Generating a global overview of biological processes involved in human disease requires genome‐wide analysis of large cohorts containing hundreds of patients to insure the robustness of results.( 24 ) Transcriptomic signatures are generally defined through ”top‐down” approaches,( 25 ) starting from a comparative analysis to identify differentially expressed (DE) genes (DEGs) between healthy and pathological conditions to further select, within this DEG set, several genes supposedly constituting the ”disease” signature. However, the imbalance between the population size (a few hundred) and the number of quantified RNA transcripts (several thousand) generates unstable results, which displays a high sensitivity to the genetic, biological, and biometric characteristics of the studied cohort.( 26 ) Despite being long established, this variability remained ignored in previous studies, in which single differential analysis were performed on nonsegmented cohorts.
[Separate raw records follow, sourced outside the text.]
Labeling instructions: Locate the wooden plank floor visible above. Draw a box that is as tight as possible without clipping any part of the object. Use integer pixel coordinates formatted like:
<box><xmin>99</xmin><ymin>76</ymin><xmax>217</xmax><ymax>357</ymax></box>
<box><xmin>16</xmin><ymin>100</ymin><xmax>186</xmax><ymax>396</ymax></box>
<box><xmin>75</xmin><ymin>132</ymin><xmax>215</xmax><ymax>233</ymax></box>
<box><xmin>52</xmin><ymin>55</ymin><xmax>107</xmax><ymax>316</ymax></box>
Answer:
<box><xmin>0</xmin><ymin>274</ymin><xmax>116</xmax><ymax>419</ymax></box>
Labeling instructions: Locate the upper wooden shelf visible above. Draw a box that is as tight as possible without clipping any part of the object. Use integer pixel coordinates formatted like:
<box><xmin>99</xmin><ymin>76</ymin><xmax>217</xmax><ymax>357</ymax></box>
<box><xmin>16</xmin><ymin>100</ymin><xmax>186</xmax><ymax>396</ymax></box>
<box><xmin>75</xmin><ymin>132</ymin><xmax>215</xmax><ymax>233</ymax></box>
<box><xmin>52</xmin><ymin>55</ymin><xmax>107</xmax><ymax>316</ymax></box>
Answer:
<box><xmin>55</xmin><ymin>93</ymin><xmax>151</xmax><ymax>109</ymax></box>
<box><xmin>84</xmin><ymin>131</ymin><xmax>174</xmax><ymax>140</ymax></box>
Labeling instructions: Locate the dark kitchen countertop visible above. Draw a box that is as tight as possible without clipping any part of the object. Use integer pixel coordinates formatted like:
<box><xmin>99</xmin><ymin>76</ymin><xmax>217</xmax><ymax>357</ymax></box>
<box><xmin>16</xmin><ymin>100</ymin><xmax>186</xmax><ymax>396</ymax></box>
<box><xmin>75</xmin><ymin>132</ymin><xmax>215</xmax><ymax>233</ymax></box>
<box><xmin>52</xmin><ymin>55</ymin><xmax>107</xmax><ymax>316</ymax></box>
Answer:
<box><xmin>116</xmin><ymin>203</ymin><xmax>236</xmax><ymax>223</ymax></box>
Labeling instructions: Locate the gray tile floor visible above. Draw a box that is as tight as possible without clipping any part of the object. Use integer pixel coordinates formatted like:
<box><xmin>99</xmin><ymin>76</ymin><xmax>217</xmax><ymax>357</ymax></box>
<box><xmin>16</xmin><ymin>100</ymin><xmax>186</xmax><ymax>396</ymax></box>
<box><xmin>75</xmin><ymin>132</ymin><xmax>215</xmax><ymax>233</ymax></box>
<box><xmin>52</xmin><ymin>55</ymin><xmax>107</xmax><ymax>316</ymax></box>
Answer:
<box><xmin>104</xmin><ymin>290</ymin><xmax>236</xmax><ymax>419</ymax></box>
Furthermore, machine learning methods, such as logistic regressions, are traditionally used to guarantee an unbiased selection of signature genes among DEGs.( 27 ) Although they may lead to comprehensive models, these methods fail to integrate nonlinear gene interactions reflecting biological complexity.( 28 ) Nonlinear approaches, such as random forests (RFs) or support vector machine (SVM), can model such complex interactions, but remain rarely used in such studies because of methodological complexity.( 29 , 30 , 31 ) Furthermore, variability in computational and statistical methods applied to DEG selection also contributes, especially in a small‐cohort‐size context, to observed discrepancies between identified signatures.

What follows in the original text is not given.